RFTA’s bus system hauls record number of passengers in Aspen, Glenwood Springs area
The Aspen Times
Ridership on the region’s public bus system roared to a record in 2017 in large part because of enhanced, free service during the Grand Avenue Bridge construction, Roaring Fork Transportation Authority CEO Dan Blankenship said Thursday.
RFTA hauled a total of 5,565,286 passengers on all routes last year, according to preliminary data released Thursday. That is an increase of 8.6 percent from the 5,122,397 passengers logged in 2016.
The big story of 2017 was meeting the challenges of the bridge replacement in Glenwood Springs throughout the fall. RFTA worked with the Colorado Department of Transportation and local governments to provide more service between western Garfield County and Glenwood Springs. The idea was to get people out of personal vehicles to ease traffic snarls getting off and on Interstate 70 in West Glenwood.
“Over 300,000 passengers were transported on services directly related to the closure and, without those passengers, the increase in ridership in 2017 would have been significantly less,” Blankenship said.

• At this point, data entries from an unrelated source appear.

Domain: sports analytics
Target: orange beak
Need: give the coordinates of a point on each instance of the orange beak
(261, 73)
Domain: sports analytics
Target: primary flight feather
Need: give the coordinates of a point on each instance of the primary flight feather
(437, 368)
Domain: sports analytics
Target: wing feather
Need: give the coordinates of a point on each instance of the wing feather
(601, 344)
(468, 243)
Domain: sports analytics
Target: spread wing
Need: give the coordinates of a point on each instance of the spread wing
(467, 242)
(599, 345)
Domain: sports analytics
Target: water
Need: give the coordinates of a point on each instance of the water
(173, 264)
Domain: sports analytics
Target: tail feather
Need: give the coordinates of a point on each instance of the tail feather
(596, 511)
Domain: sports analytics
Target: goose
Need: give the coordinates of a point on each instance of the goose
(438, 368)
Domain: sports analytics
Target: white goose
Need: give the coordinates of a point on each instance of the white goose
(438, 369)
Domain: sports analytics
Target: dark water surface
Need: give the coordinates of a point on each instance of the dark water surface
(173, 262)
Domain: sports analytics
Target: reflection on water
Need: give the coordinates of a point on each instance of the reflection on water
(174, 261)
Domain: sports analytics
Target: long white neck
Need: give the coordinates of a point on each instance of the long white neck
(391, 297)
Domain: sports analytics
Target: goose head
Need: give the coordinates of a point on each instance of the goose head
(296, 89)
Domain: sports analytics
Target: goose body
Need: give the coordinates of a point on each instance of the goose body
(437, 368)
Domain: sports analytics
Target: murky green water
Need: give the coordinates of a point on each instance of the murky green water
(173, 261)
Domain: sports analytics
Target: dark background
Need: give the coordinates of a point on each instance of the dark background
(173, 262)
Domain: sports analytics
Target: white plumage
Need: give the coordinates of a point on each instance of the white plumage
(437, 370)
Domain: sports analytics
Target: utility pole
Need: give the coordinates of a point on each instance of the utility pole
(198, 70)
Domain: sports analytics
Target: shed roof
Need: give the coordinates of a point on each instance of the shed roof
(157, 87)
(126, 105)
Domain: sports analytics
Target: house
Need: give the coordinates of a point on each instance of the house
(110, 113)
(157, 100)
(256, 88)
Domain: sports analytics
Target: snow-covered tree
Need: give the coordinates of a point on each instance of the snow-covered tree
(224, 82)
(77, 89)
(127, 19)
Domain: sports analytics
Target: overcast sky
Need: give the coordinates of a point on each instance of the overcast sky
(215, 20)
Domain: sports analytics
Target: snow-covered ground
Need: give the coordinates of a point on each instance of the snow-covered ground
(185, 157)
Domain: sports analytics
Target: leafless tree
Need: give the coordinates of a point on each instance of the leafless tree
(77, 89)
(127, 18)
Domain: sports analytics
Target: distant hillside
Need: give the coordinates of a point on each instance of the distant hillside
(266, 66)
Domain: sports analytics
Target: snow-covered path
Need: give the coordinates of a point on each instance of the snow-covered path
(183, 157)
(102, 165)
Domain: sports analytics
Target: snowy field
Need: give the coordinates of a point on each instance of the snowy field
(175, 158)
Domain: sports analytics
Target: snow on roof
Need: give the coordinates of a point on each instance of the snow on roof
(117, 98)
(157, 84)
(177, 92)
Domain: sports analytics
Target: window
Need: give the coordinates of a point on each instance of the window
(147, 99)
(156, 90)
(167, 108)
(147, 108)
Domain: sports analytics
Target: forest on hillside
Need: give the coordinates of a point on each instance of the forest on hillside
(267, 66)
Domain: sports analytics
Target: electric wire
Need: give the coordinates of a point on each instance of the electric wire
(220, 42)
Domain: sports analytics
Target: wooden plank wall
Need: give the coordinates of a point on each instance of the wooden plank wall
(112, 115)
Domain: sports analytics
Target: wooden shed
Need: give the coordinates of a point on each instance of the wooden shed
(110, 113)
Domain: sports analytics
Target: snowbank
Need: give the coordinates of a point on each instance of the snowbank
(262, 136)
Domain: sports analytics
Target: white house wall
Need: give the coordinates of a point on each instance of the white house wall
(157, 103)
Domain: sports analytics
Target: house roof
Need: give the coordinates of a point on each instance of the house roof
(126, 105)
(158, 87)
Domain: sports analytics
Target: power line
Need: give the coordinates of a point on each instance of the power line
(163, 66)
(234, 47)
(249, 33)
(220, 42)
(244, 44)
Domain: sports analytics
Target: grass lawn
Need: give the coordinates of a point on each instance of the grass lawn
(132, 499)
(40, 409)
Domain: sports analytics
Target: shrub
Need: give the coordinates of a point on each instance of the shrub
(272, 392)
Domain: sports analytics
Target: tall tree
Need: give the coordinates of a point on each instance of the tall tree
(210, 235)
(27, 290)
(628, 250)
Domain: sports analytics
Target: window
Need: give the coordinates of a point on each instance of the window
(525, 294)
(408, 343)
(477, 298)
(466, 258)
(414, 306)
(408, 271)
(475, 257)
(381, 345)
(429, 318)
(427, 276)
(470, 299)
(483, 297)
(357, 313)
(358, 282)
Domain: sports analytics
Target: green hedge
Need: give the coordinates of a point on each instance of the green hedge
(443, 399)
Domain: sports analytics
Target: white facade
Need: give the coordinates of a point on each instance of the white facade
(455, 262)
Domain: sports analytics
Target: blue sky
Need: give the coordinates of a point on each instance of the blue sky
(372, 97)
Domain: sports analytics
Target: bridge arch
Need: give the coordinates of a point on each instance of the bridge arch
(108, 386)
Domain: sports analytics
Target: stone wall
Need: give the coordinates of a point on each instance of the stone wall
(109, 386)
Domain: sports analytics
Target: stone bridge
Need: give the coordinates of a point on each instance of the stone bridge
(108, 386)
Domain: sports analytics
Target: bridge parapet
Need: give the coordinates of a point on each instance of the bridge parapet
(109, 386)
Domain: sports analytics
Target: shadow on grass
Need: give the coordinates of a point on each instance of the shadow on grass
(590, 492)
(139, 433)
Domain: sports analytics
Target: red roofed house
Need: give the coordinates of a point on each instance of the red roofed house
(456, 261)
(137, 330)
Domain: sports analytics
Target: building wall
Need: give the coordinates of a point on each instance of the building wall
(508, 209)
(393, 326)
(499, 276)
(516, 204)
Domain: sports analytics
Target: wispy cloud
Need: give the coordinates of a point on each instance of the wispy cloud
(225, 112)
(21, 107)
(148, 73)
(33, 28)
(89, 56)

RFTA is anticipating a decrease in ridership in 2018. Given the mild winter so far, Blankenship said, it could dip to the 2016 level.
The ridership record came even though December wasn’t a strong month, Blankenship noted. Total ridership was down 6 percent in December.
“It was largely because of lackluster snow,” he said.
Bad weather and icy roads get people out of their personal vehicles and into buses, Blankenship said.
RFTA’s bread-and-butter service along the Highway 82 corridor and between Aspen and Snowmass was up 2.5 percent. That includes the BRT service, which features more frequent service at a limited number of stops. The valley service buses combined to haul 2,586,268 passengers.
The free skier shuttles hauled another 589,387 passengers, down 1.2 percent from 2016.
Year-round service in Aspen was up 4.2 percent to 1,226,613.
Maroon Bells ridership was up almost 8 percent, reflecting the strong summer tourism. There were 215,562 riders to Maroon Lake.
RFTA is currently engaged in a long-range planning study to figure out how it will match increasing demands as federal funding has essentially disappeared.